Background

Hepatocellular carcinoma (HCC) is a multifaceted pathological process caused by various factors, including hepatitis B virus, hepatitis C virus, metabolic disorders, and alcoholism. Unfortunately, most HCC patients are initially diagnosed with advanced HCC, making it one of the deadliest cancers worldwide (Bray et al. 2018). Although there are various treatments for liver cancer, such as surgery, radiotherapy, and chemotherapy, the survival time of most liver cancer patients is still short, and prognostic testing for the disease has been emphasized (Forner et al. 2018). A hepatologic biopsy can effectively analyze the occurrence and progression of HCC and provide a diagnostic basis for the prognostic evaluation of patients (Wang et al. 2019). However, this procedure is not a routine practice because of the invasiveness of HCC biopsy, and the evaluation of HCC patient prognosis through non-invasive liquid biopsy could play a critical role in clinical management (Ahn et al. 2021).
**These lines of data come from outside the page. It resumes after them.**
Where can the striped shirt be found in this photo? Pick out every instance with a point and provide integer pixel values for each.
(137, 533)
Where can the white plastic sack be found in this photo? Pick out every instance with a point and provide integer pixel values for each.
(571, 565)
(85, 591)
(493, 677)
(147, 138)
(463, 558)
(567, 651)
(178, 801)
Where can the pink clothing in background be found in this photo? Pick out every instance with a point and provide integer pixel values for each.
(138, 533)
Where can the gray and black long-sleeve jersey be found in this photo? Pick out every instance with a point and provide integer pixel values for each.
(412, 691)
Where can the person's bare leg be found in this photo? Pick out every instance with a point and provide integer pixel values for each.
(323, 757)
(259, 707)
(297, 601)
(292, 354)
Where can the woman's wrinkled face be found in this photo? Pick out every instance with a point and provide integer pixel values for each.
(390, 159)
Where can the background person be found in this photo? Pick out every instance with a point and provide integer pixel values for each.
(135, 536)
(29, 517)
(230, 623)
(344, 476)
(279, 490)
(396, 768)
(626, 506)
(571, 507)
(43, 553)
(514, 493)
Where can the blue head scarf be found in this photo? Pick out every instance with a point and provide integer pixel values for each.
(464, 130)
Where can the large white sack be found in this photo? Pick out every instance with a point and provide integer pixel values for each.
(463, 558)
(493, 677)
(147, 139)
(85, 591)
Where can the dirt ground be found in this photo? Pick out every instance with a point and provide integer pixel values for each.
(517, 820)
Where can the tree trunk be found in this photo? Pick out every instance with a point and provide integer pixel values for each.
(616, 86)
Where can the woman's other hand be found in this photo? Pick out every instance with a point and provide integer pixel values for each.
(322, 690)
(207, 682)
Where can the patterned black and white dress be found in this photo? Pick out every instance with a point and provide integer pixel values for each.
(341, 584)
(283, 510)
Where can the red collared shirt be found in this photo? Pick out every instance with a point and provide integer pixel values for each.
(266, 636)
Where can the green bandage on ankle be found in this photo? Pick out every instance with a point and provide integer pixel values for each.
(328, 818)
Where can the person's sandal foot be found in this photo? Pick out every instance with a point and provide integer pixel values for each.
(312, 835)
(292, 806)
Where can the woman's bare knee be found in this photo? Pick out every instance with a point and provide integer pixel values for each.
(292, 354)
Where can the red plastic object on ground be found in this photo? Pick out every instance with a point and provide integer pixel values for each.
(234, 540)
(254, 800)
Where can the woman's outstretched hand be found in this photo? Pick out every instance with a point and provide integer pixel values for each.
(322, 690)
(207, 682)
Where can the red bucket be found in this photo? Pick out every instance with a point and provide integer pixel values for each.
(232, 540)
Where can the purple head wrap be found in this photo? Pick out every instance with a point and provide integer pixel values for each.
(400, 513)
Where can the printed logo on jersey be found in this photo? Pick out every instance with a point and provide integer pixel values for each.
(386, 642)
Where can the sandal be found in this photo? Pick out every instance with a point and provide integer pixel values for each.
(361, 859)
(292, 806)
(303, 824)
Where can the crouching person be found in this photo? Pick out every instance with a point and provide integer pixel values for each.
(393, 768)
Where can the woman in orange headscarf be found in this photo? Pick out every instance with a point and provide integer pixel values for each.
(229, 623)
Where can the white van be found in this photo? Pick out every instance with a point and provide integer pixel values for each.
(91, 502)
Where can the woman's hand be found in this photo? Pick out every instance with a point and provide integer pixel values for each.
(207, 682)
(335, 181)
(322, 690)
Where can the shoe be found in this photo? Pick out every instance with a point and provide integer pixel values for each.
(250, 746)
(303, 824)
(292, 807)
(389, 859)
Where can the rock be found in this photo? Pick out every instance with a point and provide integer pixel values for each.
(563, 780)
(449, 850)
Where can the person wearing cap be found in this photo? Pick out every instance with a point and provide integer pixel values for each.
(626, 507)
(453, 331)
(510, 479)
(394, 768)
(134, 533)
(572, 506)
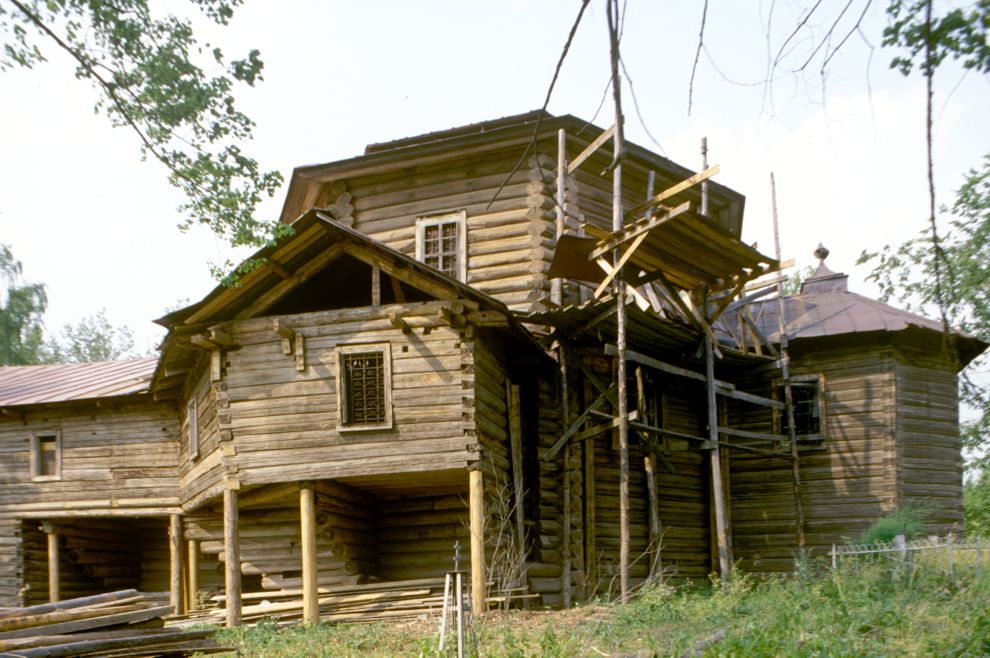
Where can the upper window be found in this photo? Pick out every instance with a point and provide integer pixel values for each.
(441, 243)
(46, 455)
(364, 387)
(808, 409)
(192, 421)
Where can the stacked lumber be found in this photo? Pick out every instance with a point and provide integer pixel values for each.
(391, 601)
(119, 624)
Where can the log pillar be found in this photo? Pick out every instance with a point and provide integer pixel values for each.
(192, 570)
(175, 564)
(232, 557)
(476, 503)
(53, 575)
(307, 520)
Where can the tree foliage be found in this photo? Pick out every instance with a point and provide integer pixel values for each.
(145, 68)
(938, 269)
(22, 306)
(92, 339)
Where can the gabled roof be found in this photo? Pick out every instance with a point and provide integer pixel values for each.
(22, 385)
(317, 243)
(825, 308)
(513, 132)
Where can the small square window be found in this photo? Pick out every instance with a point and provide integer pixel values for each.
(364, 387)
(808, 409)
(46, 456)
(441, 243)
(192, 423)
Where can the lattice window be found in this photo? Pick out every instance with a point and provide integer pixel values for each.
(364, 387)
(440, 243)
(46, 456)
(808, 408)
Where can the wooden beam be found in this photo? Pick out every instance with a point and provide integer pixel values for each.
(721, 529)
(175, 564)
(515, 446)
(54, 593)
(287, 334)
(310, 568)
(618, 267)
(590, 149)
(616, 239)
(476, 513)
(673, 190)
(192, 570)
(232, 557)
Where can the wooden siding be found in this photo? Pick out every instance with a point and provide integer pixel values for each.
(509, 242)
(929, 457)
(847, 483)
(281, 423)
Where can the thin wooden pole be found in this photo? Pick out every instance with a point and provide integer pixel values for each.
(54, 595)
(175, 563)
(232, 557)
(716, 463)
(192, 562)
(565, 422)
(307, 526)
(476, 499)
(785, 374)
(620, 295)
(556, 285)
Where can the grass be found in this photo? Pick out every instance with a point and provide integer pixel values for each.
(864, 609)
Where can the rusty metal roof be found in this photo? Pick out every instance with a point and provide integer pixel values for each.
(21, 385)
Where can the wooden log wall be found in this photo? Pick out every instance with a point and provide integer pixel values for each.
(546, 568)
(271, 544)
(509, 243)
(417, 532)
(203, 472)
(846, 484)
(95, 556)
(118, 456)
(929, 457)
(283, 421)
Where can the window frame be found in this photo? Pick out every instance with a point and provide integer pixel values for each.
(35, 458)
(459, 219)
(192, 428)
(818, 380)
(340, 352)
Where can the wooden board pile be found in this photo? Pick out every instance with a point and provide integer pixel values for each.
(118, 624)
(392, 601)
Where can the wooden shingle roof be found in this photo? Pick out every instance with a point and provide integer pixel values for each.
(23, 385)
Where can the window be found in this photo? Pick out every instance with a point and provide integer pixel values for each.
(46, 456)
(441, 243)
(364, 387)
(808, 409)
(192, 421)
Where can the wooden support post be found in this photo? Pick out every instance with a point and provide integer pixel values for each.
(515, 445)
(307, 520)
(175, 564)
(54, 595)
(192, 571)
(556, 285)
(715, 459)
(476, 511)
(565, 420)
(620, 295)
(232, 556)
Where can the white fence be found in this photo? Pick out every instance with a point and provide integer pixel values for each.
(950, 553)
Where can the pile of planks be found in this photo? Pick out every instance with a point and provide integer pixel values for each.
(392, 601)
(118, 624)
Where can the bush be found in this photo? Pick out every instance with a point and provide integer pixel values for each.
(909, 521)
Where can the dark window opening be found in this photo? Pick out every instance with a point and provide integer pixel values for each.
(364, 388)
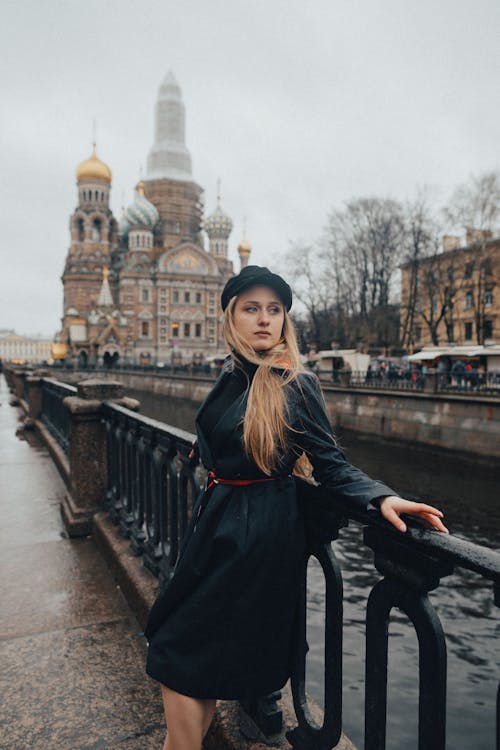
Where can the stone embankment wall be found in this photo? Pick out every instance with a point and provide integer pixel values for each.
(466, 424)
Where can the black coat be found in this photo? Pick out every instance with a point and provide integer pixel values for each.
(224, 625)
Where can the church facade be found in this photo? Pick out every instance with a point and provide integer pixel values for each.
(146, 289)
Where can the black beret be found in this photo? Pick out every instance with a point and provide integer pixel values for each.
(256, 276)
In recent years, various liquid biopsy techniques have shown significant promise as prognostic tools for HCC. The detection of circulating tumor cells, cell-free DNA, and exosomes from blood samples solve the lack of key molecular targets for HCC patient prognostic testing (Chen et al. 2020b). Exosomes are 50–200-nm lipid vesicles containing nucleic acids, proteins, small metabolic molecules, and many other components. Studies have demonstrated that exosomes can enter cells through receptor-ligand interactions or through various mechanisms such as phagocytosis, endocytosis, micropinocytosis, and fusion, to activate signaling pathways among liver cells, different types of immune cells such as macrophages, natural killer cells, and stroma, and various stromal cells such as stellate cells and adipocytes (Shen et al. 2017; Liu and Li 2018; Zhou et al. 2018; Zhang et al. 2019, p. 7). Researchers have found that miR-21 levels in exosomes of HCC patients were significantly higher than in patients with chronic hepatitis and healthy controls and that exosomes were significantly more sensitive to detection based on patient serum, suggesting that specific molecules in exosomes could be a promising new marker for HCC (Wang et al. 2014). Furthermore, exosomal alterations reflect the prognosis and treatment of HCC. High expression of miRNA-21 and lncRNA-ATB in the exosomes suggests poor overall survival for HCC patients, indicating that different molecules in the exosomes of HCC patients reflect different pathophysiologic processes of the disease (Lee et al. 2019). Additionally, miR-122 expression was significantly reduced in the exosomes of patients treated with transarterial chemoembolization, further supporting the potential of exosomes as diagnostic markers for HCC (Suehiro et al. 2018).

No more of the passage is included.